# proflex 657 - dated?



## 02GF74 (13 Jan 2010)

Does this look dated? The chunky saddle and very short seat post make it look a bit weird.







on ebay: http://cgi.ebay.co.uk/PROFLEX-657-R...ZViewItemQQptZUK_Bikes_GL?hash=item5ad36ebbf3


----------



## spence (13 Jan 2010)

Old of not it looks hideous.


----------



## 02GF74 (14 Jan 2010)

So what about this, dated or not?


----------



## dan_bo (14 Jan 2010)

Looks the mutts to me. Oldie but goodie.


----------



## Panter (14 Jan 2010)

I like it, but it looks dated IMO.


----------



## 02GF74 (14 Jan 2010)

Panter said:


> I like it, but it looks dated IMO.



Hmmmm in what way, lack of discs brakes? Silver rims and spokes instead of black? WTB tyres?


----------



## numbnuts (14 Jan 2010)

I like it too, but there again I'm old


----------



## Panter (14 Jan 2010)

It's the whole shape, to me anyway.

The "new" '04 Enduro that I've just built also looks dated I think. 

It's suppose its because the new generation of full sussers all have similar geometeries and a "modern" look with beefier swingarms and moulded frames.

I think that paintjobs can quickly date a bike too.
My Trek 6700 2008 looks like a relic next to the 2010 model which, I think, is largely down to paint/graphics.


----------



## marzjennings (14 Jan 2010)

I'd buy it to hang on the wall as a piece of history (if it wasn't so over priced), but not to ride.
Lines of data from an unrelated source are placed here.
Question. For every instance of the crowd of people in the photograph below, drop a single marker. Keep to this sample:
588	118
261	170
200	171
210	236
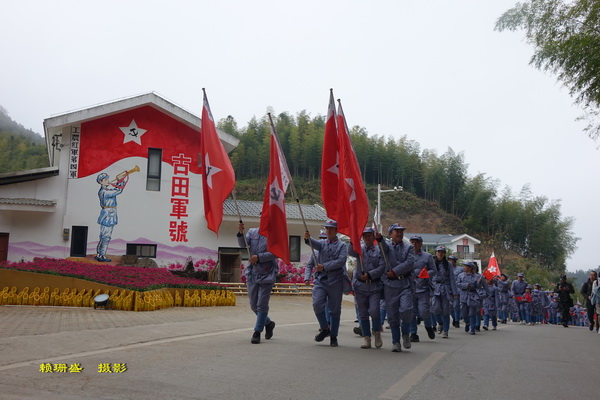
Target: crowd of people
399	282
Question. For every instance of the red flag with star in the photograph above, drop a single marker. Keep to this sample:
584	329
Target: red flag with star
330	162
218	177
493	269
352	199
273	223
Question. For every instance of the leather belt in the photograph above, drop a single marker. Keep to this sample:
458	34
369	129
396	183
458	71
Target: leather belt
400	277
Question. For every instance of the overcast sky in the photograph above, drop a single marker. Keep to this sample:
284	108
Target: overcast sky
435	71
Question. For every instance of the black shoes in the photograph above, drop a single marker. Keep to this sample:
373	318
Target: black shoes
430	332
323	333
269	329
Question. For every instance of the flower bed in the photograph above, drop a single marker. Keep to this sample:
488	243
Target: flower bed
126	277
288	273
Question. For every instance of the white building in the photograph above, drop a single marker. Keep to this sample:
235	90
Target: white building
53	212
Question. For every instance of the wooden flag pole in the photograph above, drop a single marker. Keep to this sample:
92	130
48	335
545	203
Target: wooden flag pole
294	193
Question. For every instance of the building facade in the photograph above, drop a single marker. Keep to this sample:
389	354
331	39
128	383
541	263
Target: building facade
125	177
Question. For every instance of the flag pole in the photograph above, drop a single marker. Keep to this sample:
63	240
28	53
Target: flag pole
382	252
293	187
240	218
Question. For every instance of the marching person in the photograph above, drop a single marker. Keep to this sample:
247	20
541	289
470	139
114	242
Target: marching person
368	288
310	265
596	301
423	271
328	283
397	286
517	290
470	283
586	292
527	305
564	290
455	312
260	278
503	286
491	305
538	311
108	212
444	291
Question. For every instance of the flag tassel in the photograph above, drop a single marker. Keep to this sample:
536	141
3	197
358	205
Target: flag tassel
294	193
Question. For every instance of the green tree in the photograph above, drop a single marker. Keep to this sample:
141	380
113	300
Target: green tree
566	41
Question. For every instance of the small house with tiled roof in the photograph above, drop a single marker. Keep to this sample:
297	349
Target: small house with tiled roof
149	147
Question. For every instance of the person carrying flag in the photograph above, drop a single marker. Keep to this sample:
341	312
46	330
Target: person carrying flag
397	286
424	270
328	283
444	291
491	304
504	296
517	290
538	312
368	288
470	284
455	311
261	274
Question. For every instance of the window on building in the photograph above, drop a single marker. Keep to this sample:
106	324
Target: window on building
294	248
141	250
154	169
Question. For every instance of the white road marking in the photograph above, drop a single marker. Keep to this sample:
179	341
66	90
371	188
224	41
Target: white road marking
402	387
137	345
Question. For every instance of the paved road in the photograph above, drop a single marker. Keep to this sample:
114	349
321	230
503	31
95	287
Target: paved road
205	353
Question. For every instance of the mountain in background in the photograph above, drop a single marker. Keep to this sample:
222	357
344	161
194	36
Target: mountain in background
20	148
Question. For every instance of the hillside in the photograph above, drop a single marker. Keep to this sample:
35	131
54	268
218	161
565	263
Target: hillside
20	148
416	214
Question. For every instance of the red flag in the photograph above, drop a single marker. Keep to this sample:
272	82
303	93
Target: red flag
492	269
330	162
218	178
353	204
273	223
115	137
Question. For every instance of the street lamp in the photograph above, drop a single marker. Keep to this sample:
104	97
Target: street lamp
379	191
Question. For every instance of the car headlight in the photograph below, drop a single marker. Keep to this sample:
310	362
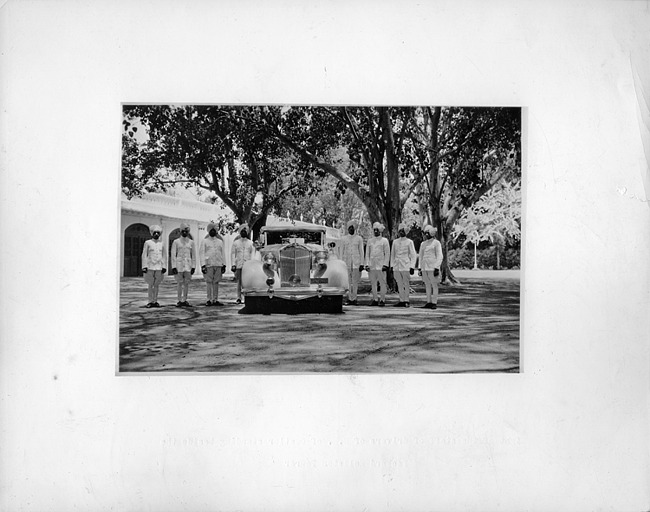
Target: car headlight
269	259
321	257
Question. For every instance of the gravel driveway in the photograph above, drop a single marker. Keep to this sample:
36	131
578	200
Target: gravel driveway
475	329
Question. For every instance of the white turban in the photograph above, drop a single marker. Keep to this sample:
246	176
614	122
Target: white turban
429	229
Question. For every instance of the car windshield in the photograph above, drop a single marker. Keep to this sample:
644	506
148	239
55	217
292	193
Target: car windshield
285	237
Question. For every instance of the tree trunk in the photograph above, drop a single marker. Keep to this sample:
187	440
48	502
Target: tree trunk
447	276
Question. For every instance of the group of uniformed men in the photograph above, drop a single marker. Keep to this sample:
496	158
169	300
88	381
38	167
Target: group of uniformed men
376	260
401	257
183	262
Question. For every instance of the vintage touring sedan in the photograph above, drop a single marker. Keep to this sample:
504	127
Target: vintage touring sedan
296	273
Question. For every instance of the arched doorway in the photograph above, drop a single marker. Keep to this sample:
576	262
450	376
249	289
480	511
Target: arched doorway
134	238
173	236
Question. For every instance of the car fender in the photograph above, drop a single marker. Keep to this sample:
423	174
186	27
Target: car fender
253	275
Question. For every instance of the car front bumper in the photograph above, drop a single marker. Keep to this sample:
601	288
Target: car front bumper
295	292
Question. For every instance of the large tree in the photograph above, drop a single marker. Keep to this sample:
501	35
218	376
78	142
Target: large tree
447	157
461	154
216	148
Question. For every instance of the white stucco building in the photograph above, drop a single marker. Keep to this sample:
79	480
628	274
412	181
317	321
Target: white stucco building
168	212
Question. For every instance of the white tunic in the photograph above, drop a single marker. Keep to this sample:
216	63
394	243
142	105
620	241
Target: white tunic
403	255
183	254
153	255
430	254
211	253
377	253
351	250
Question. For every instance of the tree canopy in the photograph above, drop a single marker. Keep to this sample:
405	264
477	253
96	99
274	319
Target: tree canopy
256	158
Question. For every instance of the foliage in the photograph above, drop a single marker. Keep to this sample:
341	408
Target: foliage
437	160
495	217
216	148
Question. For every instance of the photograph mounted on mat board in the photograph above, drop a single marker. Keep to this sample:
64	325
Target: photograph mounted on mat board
302	239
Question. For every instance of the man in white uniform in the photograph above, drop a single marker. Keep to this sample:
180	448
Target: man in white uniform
402	260
242	250
430	261
183	264
213	264
377	261
351	252
154	264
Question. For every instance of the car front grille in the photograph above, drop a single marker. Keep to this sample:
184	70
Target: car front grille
295	263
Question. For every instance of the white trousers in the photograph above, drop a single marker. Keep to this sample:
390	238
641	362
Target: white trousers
378	277
354	275
431	285
403	284
153	278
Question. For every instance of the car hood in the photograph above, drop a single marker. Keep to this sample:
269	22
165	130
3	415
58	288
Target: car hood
276	248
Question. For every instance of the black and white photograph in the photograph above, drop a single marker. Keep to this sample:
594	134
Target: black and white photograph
405	221
296	255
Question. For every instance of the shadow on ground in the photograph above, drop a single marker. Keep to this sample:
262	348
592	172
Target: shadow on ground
475	329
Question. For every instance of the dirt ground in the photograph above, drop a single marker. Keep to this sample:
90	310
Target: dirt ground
475	329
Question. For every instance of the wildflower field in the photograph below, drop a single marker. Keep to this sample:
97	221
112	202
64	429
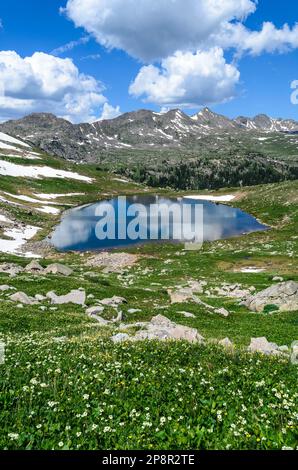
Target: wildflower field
90	394
65	385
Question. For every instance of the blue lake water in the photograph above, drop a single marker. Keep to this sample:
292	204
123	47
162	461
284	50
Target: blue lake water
77	230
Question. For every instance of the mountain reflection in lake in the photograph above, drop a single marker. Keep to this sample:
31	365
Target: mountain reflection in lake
76	231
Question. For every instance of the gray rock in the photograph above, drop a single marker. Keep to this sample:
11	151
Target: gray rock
284	348
51	295
120	338
60	339
77	297
262	345
284	295
22	298
222	311
134	310
226	343
181	295
113	301
94	311
188	314
161	328
39	297
34	267
11	269
112	262
5	288
294	353
57	268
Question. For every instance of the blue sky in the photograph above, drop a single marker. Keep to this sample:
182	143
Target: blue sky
258	81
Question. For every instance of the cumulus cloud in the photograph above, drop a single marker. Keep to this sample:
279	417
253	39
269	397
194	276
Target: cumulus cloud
70	46
110	112
155	29
44	83
187	38
269	39
188	79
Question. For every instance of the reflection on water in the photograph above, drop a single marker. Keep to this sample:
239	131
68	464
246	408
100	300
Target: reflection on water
76	230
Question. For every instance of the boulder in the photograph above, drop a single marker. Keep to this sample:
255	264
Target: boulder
94	311
182	295
77	297
161	328
22	298
57	268
222	311
11	269
113	301
39	297
34	267
112	262
5	288
294	353
188	314
226	343
120	338
284	295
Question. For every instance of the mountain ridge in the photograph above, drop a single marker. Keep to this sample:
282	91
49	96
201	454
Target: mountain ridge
136	130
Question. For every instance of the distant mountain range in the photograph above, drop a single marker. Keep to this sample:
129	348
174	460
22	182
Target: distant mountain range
138	130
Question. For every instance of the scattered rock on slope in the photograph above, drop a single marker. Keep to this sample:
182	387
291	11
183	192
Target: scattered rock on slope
161	328
22	298
57	268
262	345
11	269
112	262
284	295
77	297
34	267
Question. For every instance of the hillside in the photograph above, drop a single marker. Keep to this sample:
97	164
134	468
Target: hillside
172	149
I seem to recall the whole bike being too flexible and not a pleasure to ride.


----------



## lukesdad (15 Jan 2010)

doesn t matter what it looks like does it work is the question?


----------



## prb007 (16 Jan 2010)

To paraphrase Kryten, from Red Dwarf...
'there's only two things wrong with that; 1. It won't work and 2. It won't work!


----------



## 02GF74 (16 Jan 2010)

lukesdad said:


> doesn t matter what it looks like does it work is the question?



why shouldn't it work?

Z1 bomber on front - best fork for saoking up the big steps, heavy but a good'un

as ^^^ mentioned, the rear can flex, can't remember how this manifests itself but I think in certain gears, the chain can rub on the derailleur when pedalling up power due to rear flex.

rear shock has spring instead of elastomer, it can make clunks when unloading; don't think the shock is the best but then this was one of the very first full suspension bike back in mid 90s.

I should really get round to fixing the front fork - seal has gone so getting a bit of oil seapage plus look into fitting a better rear shock, as well as getting some tabs TIG welded for disc brakes .... just don't seem to get round to it (too much time posting on here!! LOL !!).


----------